Chickens? Yes. Crafting? Not so much. Carrie Underwood shares her pandemic-with-kids coping strategies.
/ Source: TODAY

Like many people parenting during the pandemic, country superstar Carrie Underwood is doing her best to keep her two young kids entertained.

In an interview with TODAY Parents on Monday, the singer and author explained that she has given her oldest, Isaiah, 5, chores around the house.

“Isaiah has been helping me in the garden,” she explained. “That’s a new kind of hobby I’ve picked up and he’s been doing a great job helping me.’’

The 37-year-old Grammy winner has a menagerie of animals; both Isaiah and her youngest, Jacob, who will soon turn 2, help take care of them.

“We have chickens and they’ll go down and help us feed the chickens and collect the eggs,” she said. “We’ll go down and feed our horses and go fishing.”

Underwood, who spoke with TODAY to promote her fitness and lifestyle brand Calia’s pop-up stores in Austin, Texas, Santa Monica, California and Nashville, added that focusing on health and fitness have been helping keep her and her husband Mike Fisher sane in quarantine.

“We’ve been getting outdoors a lot, which has been great,” she said. “I feel like I haven’t been in one place this long in the past 15 years at least, so the silver lining is that we’ve had a lot of family time.”

Underwood explained that Isaiah is passionate about arts and crafts these days, but it’s really not her forte.

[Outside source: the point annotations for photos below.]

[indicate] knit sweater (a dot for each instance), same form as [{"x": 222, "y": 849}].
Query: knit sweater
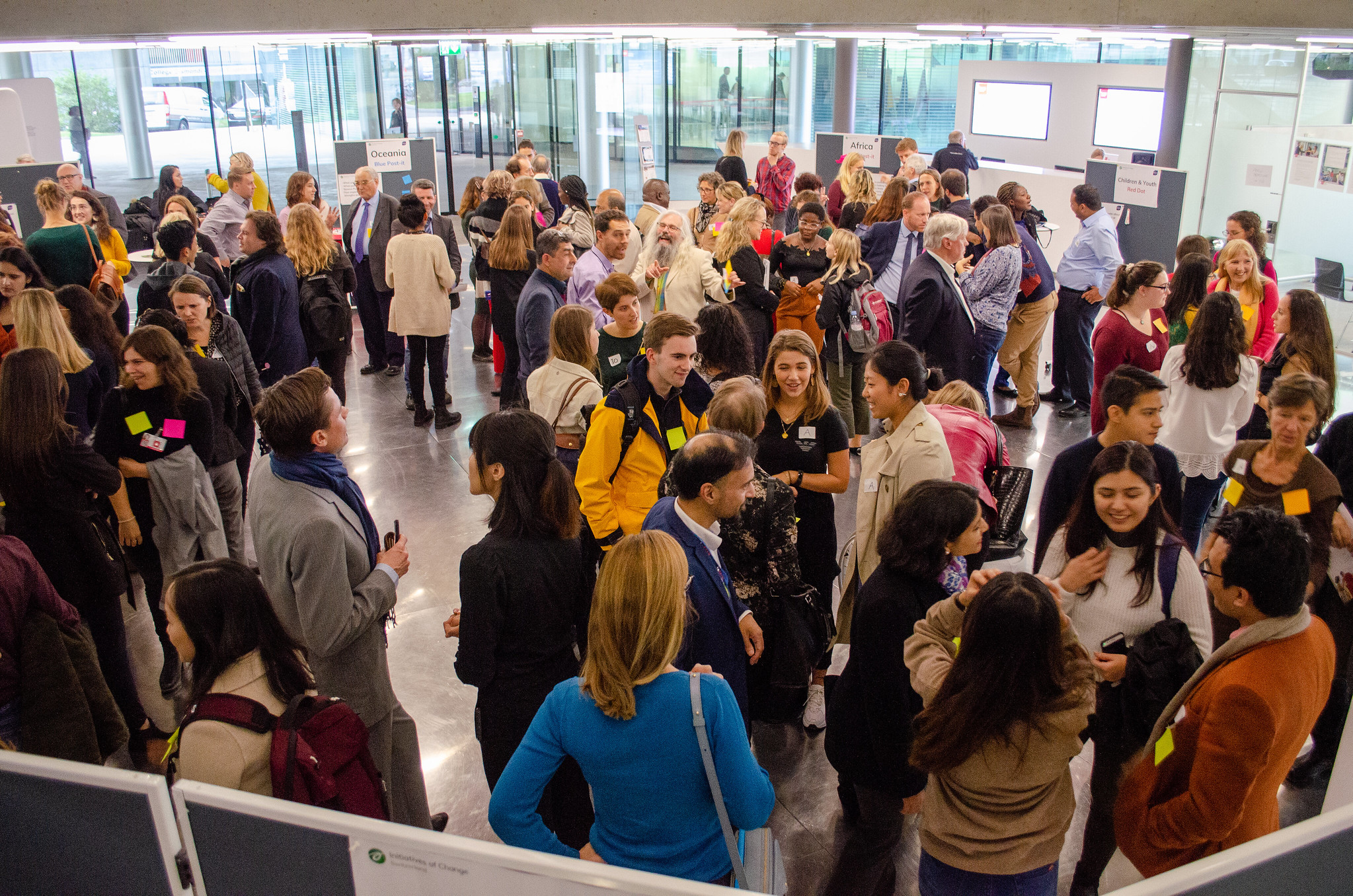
[{"x": 1107, "y": 608}]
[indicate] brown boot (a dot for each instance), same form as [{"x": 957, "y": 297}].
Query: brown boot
[{"x": 1021, "y": 417}]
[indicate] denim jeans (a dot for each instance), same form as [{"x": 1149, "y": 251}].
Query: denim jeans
[{"x": 938, "y": 879}]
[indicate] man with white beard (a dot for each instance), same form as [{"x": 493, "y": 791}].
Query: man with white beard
[{"x": 677, "y": 275}]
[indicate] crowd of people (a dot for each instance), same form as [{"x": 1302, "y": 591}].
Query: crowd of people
[{"x": 681, "y": 396}]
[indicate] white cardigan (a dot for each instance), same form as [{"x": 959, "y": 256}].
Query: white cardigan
[{"x": 1199, "y": 426}]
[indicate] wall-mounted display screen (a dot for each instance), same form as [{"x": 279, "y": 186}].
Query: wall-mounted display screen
[
  {"x": 1011, "y": 108},
  {"x": 1129, "y": 118}
]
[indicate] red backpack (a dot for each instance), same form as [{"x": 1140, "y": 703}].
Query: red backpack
[{"x": 319, "y": 751}]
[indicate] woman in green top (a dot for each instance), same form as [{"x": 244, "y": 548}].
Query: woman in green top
[
  {"x": 67, "y": 252},
  {"x": 1188, "y": 289},
  {"x": 623, "y": 339}
]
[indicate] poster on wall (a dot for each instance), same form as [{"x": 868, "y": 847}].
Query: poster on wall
[
  {"x": 1306, "y": 164},
  {"x": 1334, "y": 170}
]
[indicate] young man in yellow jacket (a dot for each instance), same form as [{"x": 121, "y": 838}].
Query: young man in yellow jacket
[{"x": 619, "y": 486}]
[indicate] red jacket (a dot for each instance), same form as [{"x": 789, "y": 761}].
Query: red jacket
[{"x": 1243, "y": 729}]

“We’ve — uh — had our fill of crafts,” she chuckled. “I’m the least crafty person. He wants me to help him and I’m like, I cannot draw. I can glue stuff? Or cut stuff out? But that’s about the extent of my craftiness.”

She has an entire team to help with the design and production of her clothing line. But amid the pandemic, even doing that has been tough.

“We’ve still had our meetings… they have not been in person, but we do our zoom calls,” she said. “I get a lot of fabrics described to me until they can be sent to me and I can feel them for myself.”

Underwood said she was able to finish recording her Christmas album, which came out in September, by working remotely with her producer in Los Angeles.

“It’s been a year of finding out how to move forward and do what you want to do, and do what needs to be done, but in totally new and different ways,” she said.